Strategies and Considerations
Use tomatoes as part of your weight-loss plan by juicing whole, ripe tomatoes for a healthy, sodium-free tomato juice, adding thinly sliced tomatoes to turkey or vegetarian burgers or using tomatoes in soups. If using canned or jarred tomato products, look for products with little or no sodium.
Add an extra cup of diced tomatoes to spaghetti sauce instead of ground beef, generously sprinkle your green salad with finely chopped tomatoes or eat a tomato and fat-free mayonnaise sandwich for lunch.
Tomatoes with Rice Recipe
- 2 small tomatoes, about 1/2 pound, peeled
- 2 tablespoons butter
- ⅓ cup finely chopped onion
- ½ teaspoon finely minced garlic
- One cup of raw rice
- 1 ¼ cups water
- One bay leaf
- Salt to taste if desired
- Freshly ground pepper to taste
- Slice tomatoes and cut into small dice. There should be about a cup.

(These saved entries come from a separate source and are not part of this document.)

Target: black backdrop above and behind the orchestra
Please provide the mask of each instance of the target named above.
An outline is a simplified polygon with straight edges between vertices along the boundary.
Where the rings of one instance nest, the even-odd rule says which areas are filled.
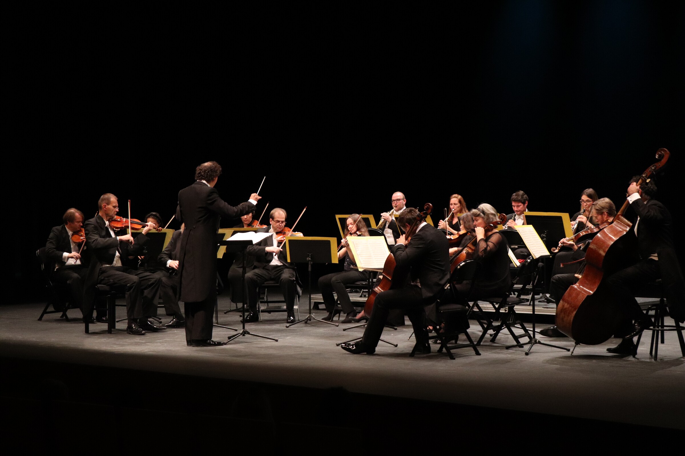
[[[308,206],[298,230],[339,236],[334,214],[378,217],[396,190],[434,218],[451,193],[572,214],[593,187],[620,206],[664,147],[658,199],[685,223],[682,2],[28,8],[5,62],[27,222],[12,301],[40,298],[34,252],[67,208],[92,217],[112,192],[169,219],[208,160],[227,202],[266,175],[259,212]]]

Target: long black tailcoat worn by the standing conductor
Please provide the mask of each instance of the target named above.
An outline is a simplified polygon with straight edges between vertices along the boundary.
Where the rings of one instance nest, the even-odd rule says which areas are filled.
[[[219,197],[219,191],[200,181],[179,191],[176,218],[186,224],[179,250],[180,301],[204,301],[216,293],[219,220],[240,217],[253,207],[249,201],[231,206]]]

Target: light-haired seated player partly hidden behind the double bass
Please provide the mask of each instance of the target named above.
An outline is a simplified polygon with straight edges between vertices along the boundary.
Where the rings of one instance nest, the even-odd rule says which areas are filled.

- Heat one tablespoon of butter in a saucepan and add onion and garlic. Cook, stirring until wilted. Add tomato and stir.
- Add rice and stir.
- Then add water, bay leaf, salt, and pepper.
- Bring to a boil and cover closely.
- Let simmer 17 minutes.
- Remove bay leaf and stir the rice.
- Stir in remaining tablespoon butter and serve.